Comment les religions humaines ont-elles répondu aux postulats de la conscience, affirmant la déchéance de notre race et la nécessité d’une rédemption ? La plupart des peuples sentent plus ou moins distinctement qu’il faut une réparation proportionnée à la gravité du mal, pour rétablir l’homme dans la communion du Créateur ; mais les efforts prodigieux auxquels ils se sont livrés à cet effet font d’autant mieux ressortir la profondeur de la plaie et les ravages du péché. Plus la peur du divin les oppresse, plus les moyens de salut auxquels ils ont recours les dégradent moralement. De là un fait qui étonne à première vue, c’est que les races les plus nobles songent moins que les peuples corrompus à apaiser la Divinité par des rites sanglants. Celles-là cherchent plutôt la purification ; ceux-ci ont un besoin d’expiation douloureux comme un remords perpétuel. Ce dernier trait se présente surtout chez les peuples sémito-chamitiques (Chaldéens, Syriens, Phéniciens, etc.), tandis que les nations issues de Japhet se font en général une plus haute opinion et de l’homme et de Dieu, et n’imaginent pas entre eux une rupture irrémédiable. Chez les uns, c’est plutôt le côté négatif et sombre du sentiment religieux qui se manifeste ; c’est l’éloignement de Dieu, son courroux et sa haine ; chez les autres, c’est davantage le côté positif et lumineux, l’attrait naturel pour le divin, le sentiment de la parenté avec Dieu.
Entre les deux tendances, nous trouvons Israël, ou, pour mieux dire, sa religion. Non qu’elle forme une sorte de transition historique ou de compromis accidentel entre les deux extrêmes opposés, mais parce qu’elle réunit dans une vivante synthèse ce qu’il y a de bon et de vrai des deux parts. Ce qui manque essentiellement aux autres systèmes, ce n’est pas seulement une juste notion de la Divinité, mais une claire conscience du péché, une vue nette de sa nature, de son origine et de ses effets. L’antiquité païenne oscille constamment entre le dualisme et le panthéisme, qui l’un et l’autre font du mal une nécessité, et rendent, par conséquent, tout remède moral impossible. Il nous serait facile de légitimer cette appréciation en exposant les pratiques religieuses de chaque peuple tour à tour. Mais, pour donner à ce tableau plus de relief que d’étendue, il nous suffira de prendre un type de chaque tendance parmi les nations qui ont eu le plus de contact avec les enfants de Jacob.

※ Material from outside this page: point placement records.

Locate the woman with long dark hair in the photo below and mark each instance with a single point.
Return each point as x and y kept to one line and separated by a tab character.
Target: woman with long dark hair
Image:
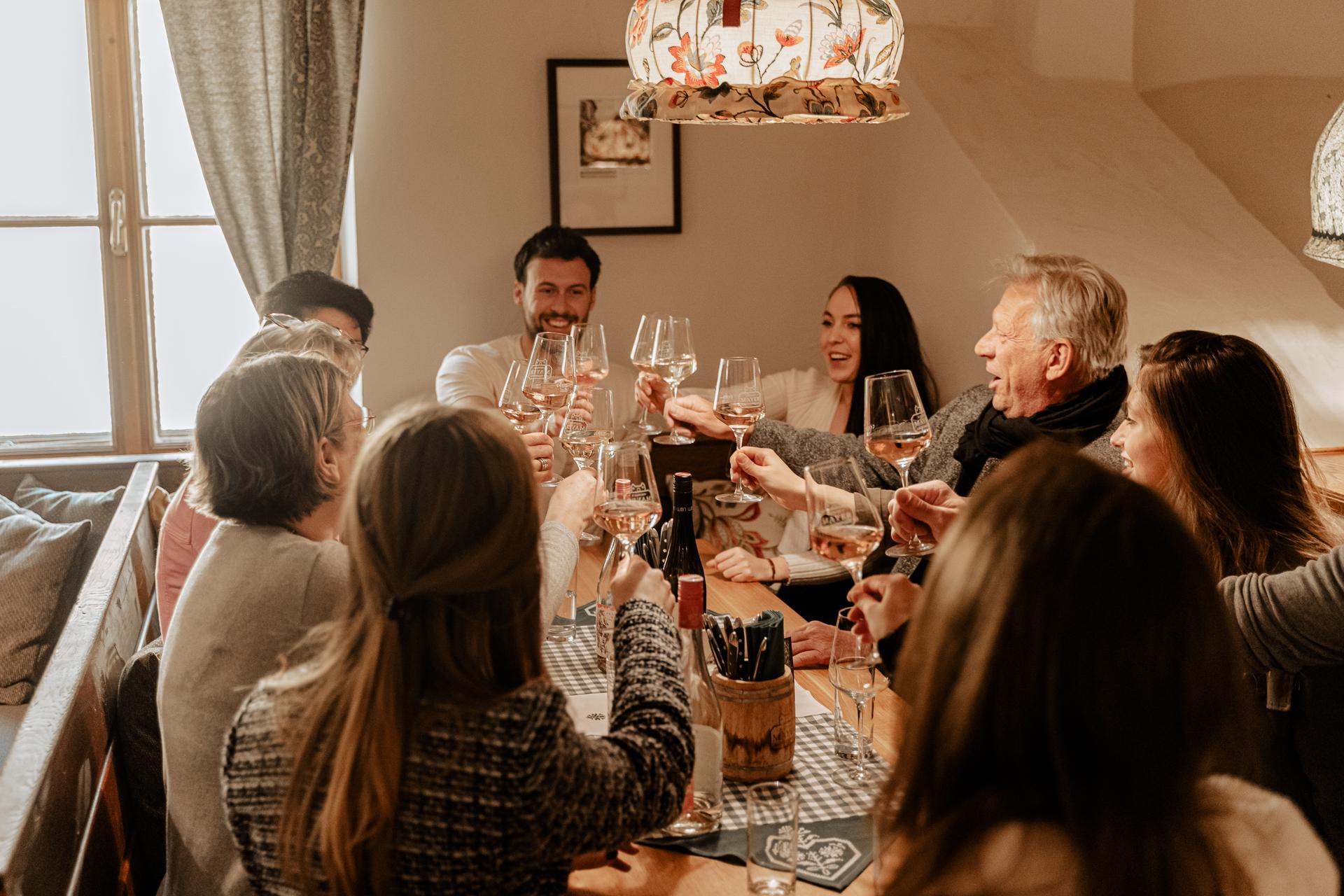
866	328
1211	426
1073	684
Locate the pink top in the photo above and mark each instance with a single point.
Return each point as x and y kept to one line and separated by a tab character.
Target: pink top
183	535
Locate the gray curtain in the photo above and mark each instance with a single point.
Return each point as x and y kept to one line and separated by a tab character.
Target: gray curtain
269	89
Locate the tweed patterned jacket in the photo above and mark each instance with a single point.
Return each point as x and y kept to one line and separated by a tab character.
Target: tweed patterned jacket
500	801
799	448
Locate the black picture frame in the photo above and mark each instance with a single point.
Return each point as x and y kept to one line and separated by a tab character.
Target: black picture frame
553	67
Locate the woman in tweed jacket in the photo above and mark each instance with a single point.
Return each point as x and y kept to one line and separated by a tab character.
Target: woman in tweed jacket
424	750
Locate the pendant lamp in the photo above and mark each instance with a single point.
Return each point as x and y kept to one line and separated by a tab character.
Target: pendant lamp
1327	242
750	62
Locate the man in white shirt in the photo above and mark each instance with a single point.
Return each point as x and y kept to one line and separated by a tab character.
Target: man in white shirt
555	284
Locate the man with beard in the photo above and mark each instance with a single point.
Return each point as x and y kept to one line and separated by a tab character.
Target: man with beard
555	285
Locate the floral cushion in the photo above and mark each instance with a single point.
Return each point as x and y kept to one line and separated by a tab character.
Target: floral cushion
756	527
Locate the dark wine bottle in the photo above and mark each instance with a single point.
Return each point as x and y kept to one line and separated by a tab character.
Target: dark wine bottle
682	556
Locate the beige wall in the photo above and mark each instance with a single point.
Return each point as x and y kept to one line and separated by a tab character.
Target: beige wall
1183	41
451	175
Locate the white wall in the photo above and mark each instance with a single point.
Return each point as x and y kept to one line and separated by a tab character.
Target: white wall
1183	41
451	176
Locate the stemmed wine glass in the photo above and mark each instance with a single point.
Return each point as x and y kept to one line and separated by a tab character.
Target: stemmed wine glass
626	493
514	403
641	355
585	434
857	672
895	429
550	378
590	360
843	523
673	360
738	405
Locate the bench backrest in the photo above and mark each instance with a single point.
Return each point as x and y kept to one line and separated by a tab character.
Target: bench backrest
61	825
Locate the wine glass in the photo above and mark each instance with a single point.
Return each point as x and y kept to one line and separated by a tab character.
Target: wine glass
641	355
626	493
673	360
895	429
550	378
514	403
857	672
590	354
738	405
843	523
584	434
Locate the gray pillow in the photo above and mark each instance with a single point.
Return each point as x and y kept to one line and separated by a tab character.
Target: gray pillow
71	507
36	567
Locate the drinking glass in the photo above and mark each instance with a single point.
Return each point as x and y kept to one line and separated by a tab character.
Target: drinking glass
738	405
626	501
857	672
550	378
843	523
565	622
590	354
585	433
517	406
895	429
673	360
772	839
641	355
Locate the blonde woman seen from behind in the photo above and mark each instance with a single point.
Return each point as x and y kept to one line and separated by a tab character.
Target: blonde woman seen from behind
424	747
1073	684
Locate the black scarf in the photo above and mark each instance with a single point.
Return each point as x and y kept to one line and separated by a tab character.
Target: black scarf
1079	418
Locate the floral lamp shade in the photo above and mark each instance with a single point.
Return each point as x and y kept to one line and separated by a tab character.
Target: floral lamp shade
1327	242
752	62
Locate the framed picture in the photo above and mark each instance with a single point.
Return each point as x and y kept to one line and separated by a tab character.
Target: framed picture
609	175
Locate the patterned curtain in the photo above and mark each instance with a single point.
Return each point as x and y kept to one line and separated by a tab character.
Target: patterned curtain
269	89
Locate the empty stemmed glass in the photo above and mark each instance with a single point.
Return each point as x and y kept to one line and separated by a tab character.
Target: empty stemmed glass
585	433
550	378
641	355
857	672
738	405
673	360
895	429
517	406
843	523
590	363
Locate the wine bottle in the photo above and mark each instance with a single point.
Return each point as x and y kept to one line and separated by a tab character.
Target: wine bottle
682	556
704	805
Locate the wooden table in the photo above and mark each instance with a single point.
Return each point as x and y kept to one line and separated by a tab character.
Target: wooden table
659	871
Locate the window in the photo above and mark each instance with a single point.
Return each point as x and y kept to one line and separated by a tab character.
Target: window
120	298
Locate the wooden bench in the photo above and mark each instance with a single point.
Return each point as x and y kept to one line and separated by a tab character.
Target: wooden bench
61	817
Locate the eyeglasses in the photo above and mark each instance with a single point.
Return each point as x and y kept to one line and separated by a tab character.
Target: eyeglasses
365	421
289	321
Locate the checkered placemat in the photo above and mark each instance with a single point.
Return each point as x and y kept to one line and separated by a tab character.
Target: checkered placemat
573	668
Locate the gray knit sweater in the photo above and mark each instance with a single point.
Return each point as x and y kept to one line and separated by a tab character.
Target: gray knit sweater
500	801
1294	620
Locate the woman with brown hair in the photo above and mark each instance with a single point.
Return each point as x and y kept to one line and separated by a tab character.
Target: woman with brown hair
1073	678
424	748
1210	425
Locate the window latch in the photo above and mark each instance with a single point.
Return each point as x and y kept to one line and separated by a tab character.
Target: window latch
118	220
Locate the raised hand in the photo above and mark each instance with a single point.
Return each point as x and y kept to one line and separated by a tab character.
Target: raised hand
924	508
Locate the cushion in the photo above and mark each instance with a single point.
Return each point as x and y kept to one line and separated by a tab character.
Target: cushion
71	507
41	583
756	527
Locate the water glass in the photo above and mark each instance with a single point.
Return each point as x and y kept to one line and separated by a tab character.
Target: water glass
846	720
772	839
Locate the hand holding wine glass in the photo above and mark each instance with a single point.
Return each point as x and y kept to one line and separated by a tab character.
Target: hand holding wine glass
843	523
895	429
518	407
550	378
673	360
738	405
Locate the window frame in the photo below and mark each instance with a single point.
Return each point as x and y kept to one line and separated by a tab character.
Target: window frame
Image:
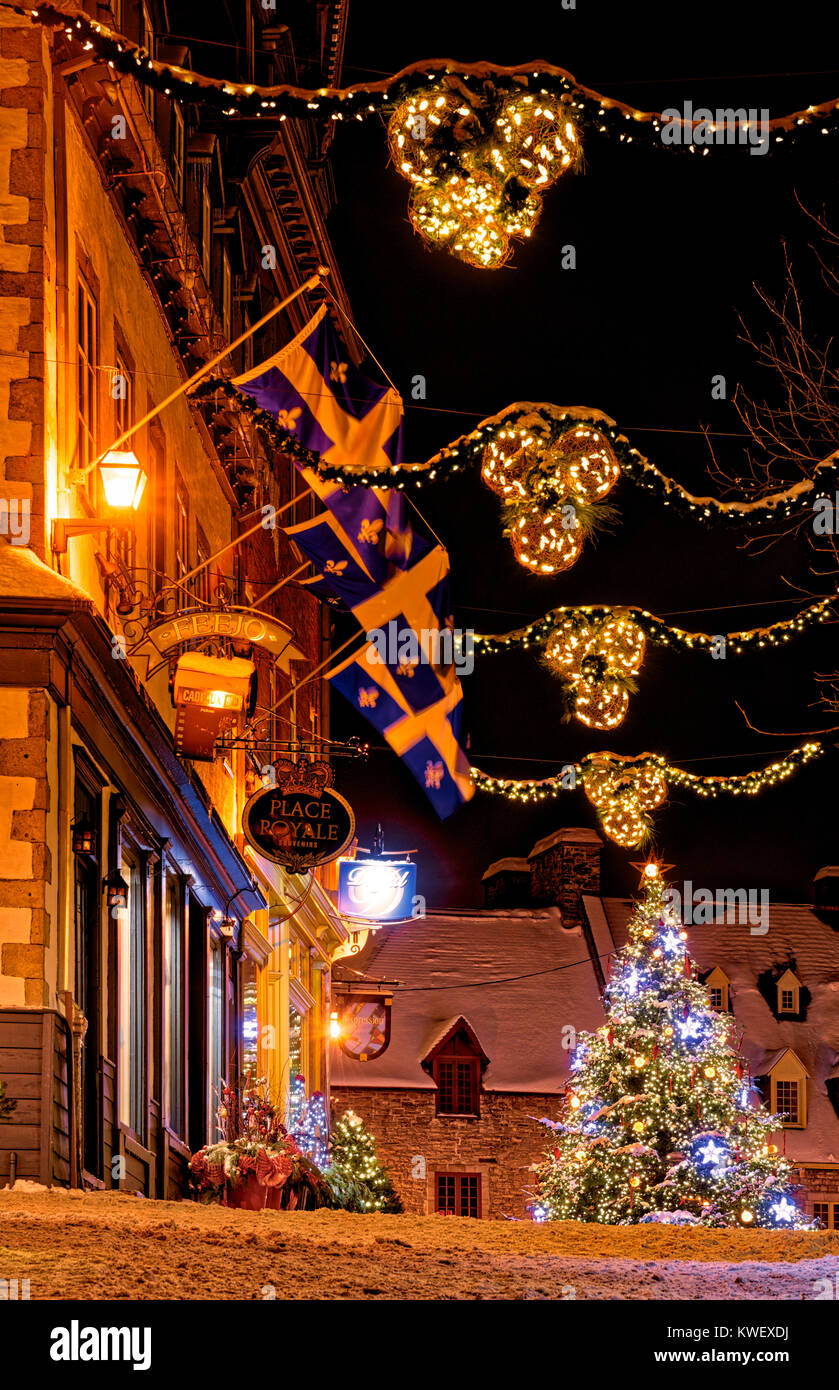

En fait de peuple sémito-chamitique, le choix s’impose : ce sont les Cananéens, ou, pour nous en tenir à celle de leurs tribus qui a joué le plus grand rôle dans l’histoire, les Phéniciens (Sidon, Tyr, Carthage). En fait de nation japhétite, nous avons nommé les Perses comme ayant la doctrine la plus semblable à l’enseignement de la Bible. La supériorité de celle-ci ressortira de ce double rapprochement.
Si nous n’avons rien dit encore de la religion des Phéniciens, c’est que, dans notre revue précédente, une sélection s’imposait à nous : ne pouvant tout dire, nous avons choisi la fleur, ce qu’il y eut de plus excellent dans les conceptions antiques de la divinité.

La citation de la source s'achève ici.